Widely considered a recessive trait, long-haired Shepherds were rejected from competition until recently and were even disliked by the father of modern Shepherds, Max Von Stephanitz.

The GSD is no stranger to having unique coloring and coat combinations, as the blue version has become popular, along with the black, white GSD, and even a red coat.  Let’s look into what makes the long-coat German Shepherd so special.

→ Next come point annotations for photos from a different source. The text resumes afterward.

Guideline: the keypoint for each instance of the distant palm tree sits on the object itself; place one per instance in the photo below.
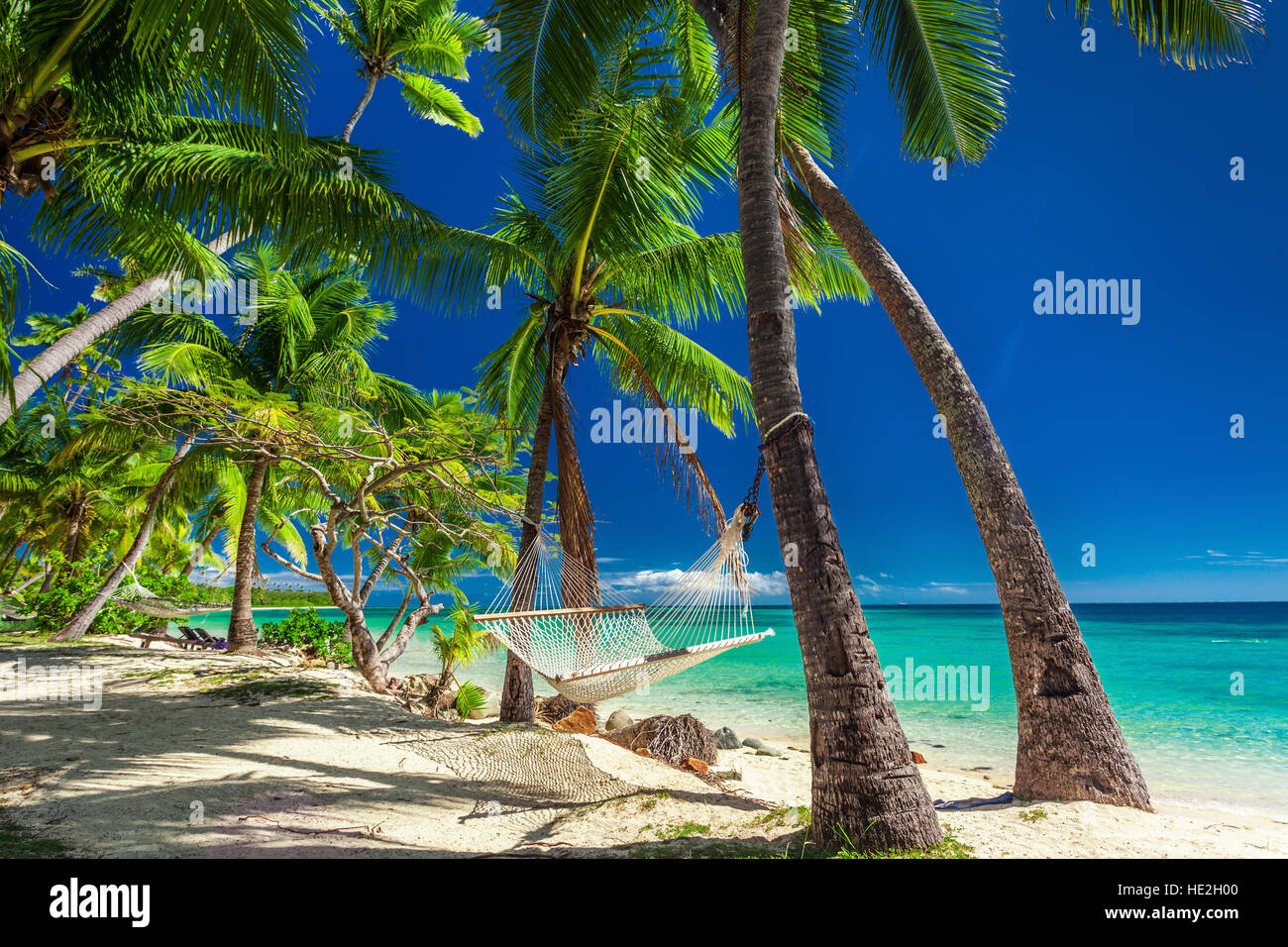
(600, 243)
(947, 76)
(412, 42)
(308, 343)
(165, 132)
(91, 363)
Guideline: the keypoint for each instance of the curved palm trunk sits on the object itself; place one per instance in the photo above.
(1069, 742)
(864, 780)
(17, 570)
(78, 624)
(75, 517)
(206, 543)
(241, 626)
(63, 351)
(516, 694)
(361, 108)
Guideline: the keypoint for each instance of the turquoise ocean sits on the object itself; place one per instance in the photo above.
(1201, 689)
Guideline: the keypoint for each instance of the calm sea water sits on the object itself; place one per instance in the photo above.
(1172, 673)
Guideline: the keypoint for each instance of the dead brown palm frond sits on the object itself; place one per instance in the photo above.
(674, 455)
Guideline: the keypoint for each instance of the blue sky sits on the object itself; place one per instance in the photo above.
(1109, 166)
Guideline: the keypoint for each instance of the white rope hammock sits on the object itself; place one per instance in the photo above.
(146, 602)
(591, 652)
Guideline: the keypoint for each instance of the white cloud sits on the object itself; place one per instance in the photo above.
(870, 585)
(1249, 558)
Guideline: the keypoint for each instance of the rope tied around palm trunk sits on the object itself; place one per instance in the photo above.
(751, 502)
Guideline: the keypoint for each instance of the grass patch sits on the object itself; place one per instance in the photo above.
(17, 841)
(776, 818)
(948, 847)
(683, 831)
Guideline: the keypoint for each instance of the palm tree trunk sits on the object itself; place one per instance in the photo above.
(206, 541)
(866, 784)
(1069, 742)
(361, 108)
(60, 354)
(78, 624)
(518, 696)
(17, 570)
(8, 557)
(241, 626)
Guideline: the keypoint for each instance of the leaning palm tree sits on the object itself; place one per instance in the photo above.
(411, 42)
(945, 75)
(866, 784)
(308, 343)
(94, 363)
(600, 243)
(1069, 742)
(166, 153)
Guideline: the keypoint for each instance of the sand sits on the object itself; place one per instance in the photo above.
(211, 755)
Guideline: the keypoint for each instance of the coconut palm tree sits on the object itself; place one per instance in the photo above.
(166, 153)
(866, 785)
(308, 342)
(94, 363)
(411, 42)
(944, 71)
(601, 245)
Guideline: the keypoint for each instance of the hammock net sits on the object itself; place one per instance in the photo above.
(143, 602)
(591, 652)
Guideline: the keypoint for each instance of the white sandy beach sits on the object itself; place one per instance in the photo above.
(207, 755)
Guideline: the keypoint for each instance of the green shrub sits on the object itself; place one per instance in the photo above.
(76, 583)
(307, 630)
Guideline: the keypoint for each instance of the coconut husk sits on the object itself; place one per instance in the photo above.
(671, 738)
(555, 709)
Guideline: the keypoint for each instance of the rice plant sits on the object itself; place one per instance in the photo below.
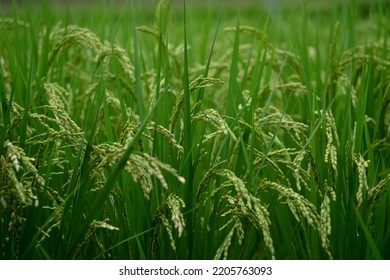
(179, 131)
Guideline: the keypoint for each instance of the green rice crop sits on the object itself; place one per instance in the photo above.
(182, 131)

Long-Haired German Shepherd
    • weight iconWeight50-90 Pounds
    • height iconHeight22-26 Inches
    • lifespan iconLifespan9-13 Years
    • color iconColorsBlack & Tan, Black, Silver, Sable, Red, Bi-Color
  • Child Friendliness
  • Canine Friendliness
  • Training Difficulty
  • Grooming Upkeep
  • Breed Health
  • Exercise Needs
  • Puppy Costs

German Shepherd Overview

German Shepherd Dog in Road
The German Shepherd is the 2nd most popular dog in the US.

The original forebears of the German Shep came into recognition when they were exhibited in 1882 and were previously cataloged as “German Sheepdogs.” The Phylax Society became the first club focused on these dogs and their breeding capabilities. Even though they made great strides in standardizing these dogs, they quickly disbanded in 1894.

“Vereinfur Deutsche Schaferhund,” or the German Shepherd Dog Club, was founded in 1899 by President Max von Stephanitz. His decisive and robust view of what direction a breed should take led to the origin of multiple dog breeds, including the Shepherd and the Malinois. He wasn’t interested in the dog’s look but found beauty in how the dog could be used for working purposes. The Shepherd breed became one of the most intelligent, strong, and hardest-working canine breeds.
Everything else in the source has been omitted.